A new toolkit of workplace skills has become most relevant in the conversion to environmentally sustainable economies. Two main sets of green skills exist:
- Engineering skills for the design and production of technology
- Managerial skills for implementing and monitoring environmental organizational practices
A thematic breakdown of green skills job categories demonstrates how varied these job applications are:
- legislation, labeling, and certification
- materials, water, and construction techniques
- energy efficiency and renewable energy sources
- project design and management
- information and communication technology
Green growth and sustainability transitions may occur in sectors which are not usually associated with eco-technologies. An example is green skills applied to the construction industry, which is a space that holds a very important role for climate crisis adaptation. Integration of green skills into the training of building construction trades will increase climate resiliency, aid in the development of more energy-efficient economies, and boost employment growth.
A Social Justice Vision Embraced through Green Skills
It makes sense that any green investments are most effective in communities whose workers have the appropriate green skills. Green skills require complex economic, environmental, and social justice contexts that are systemic and emergent in nature, given the transformative intent of moving towards a more sustainable society.
Greening key sectors is presumed to bring long-term benefits to people living in poverty, largely by stimulating economic growth, supporting diversification, and creating jobs in environmental restoration.
That vision may oversimplify a complex equation.
Social ecosystemic models within green skills development can forge stronger connections between working, living, and learning if they foreground regional, place-based models for skills planning. Those models point to the need for interfacing with vertical, top down faciliatory mechanisms and horizontal connectivities. To promote poor people’s empowerment means also addressing elite power. It means prioritizing participation of marginalized groups. It requires supporting adaptive, context-specific, and local policy approaches — all of which can be messy on the pathway to align green skills development with social justice, equity, inclusion, and poverty reduction.
Case Study: Skillsoft
Sustainability is no longer a nice-to-have but, rather, a strategic necessity and business imperative. Pressure is mounting for all organizations to be more socially, environmentally, and economically sustainable, with the ultimate goal of reaching a place of net-zero emissions.

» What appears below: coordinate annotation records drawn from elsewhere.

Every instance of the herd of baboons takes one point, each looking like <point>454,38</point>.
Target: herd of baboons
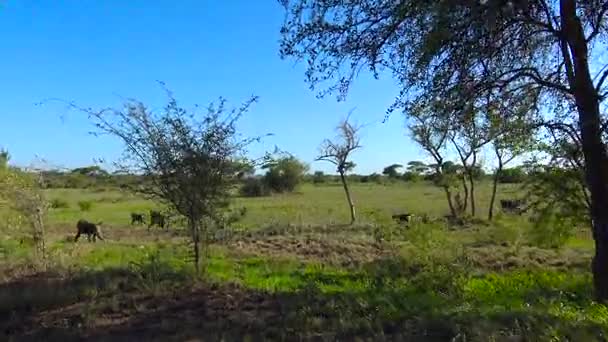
<point>159,219</point>
<point>512,206</point>
<point>93,230</point>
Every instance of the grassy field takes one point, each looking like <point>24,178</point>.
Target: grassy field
<point>295,271</point>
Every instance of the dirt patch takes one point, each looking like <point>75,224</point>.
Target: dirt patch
<point>315,248</point>
<point>500,258</point>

Many organizations are taking note, evidenced with hiring for green skills growing globally by almost 40% between 2016 — 2021. A net-zero transition requires a transformation of the global economy — no small task, as McKinsey estimates that $9.2 trillion in annual average spending will be needed for physical assets by 2050.
However, it is by no means insurmountable, and, as Stephanie Roe, global climate and energy lead scientist at the World Wildlife Fund and a lead author of the new IPCC report, phrases it, “there is a really amazing role that we can play, not just as consumers, but also as professionals.”
To be successful during these moments of change, companies and the leaders within those organizations need to ensure employees are not lost or left behind. Employees must be equipped with the skills needed to adapt to a zero emissions economy. Organizations are being asked by shareholders, employees, customers, and partners to do more to reduce their carbon footprint. In tandem, the demand for employees with green skills to support these efforts is rising and opening new doors.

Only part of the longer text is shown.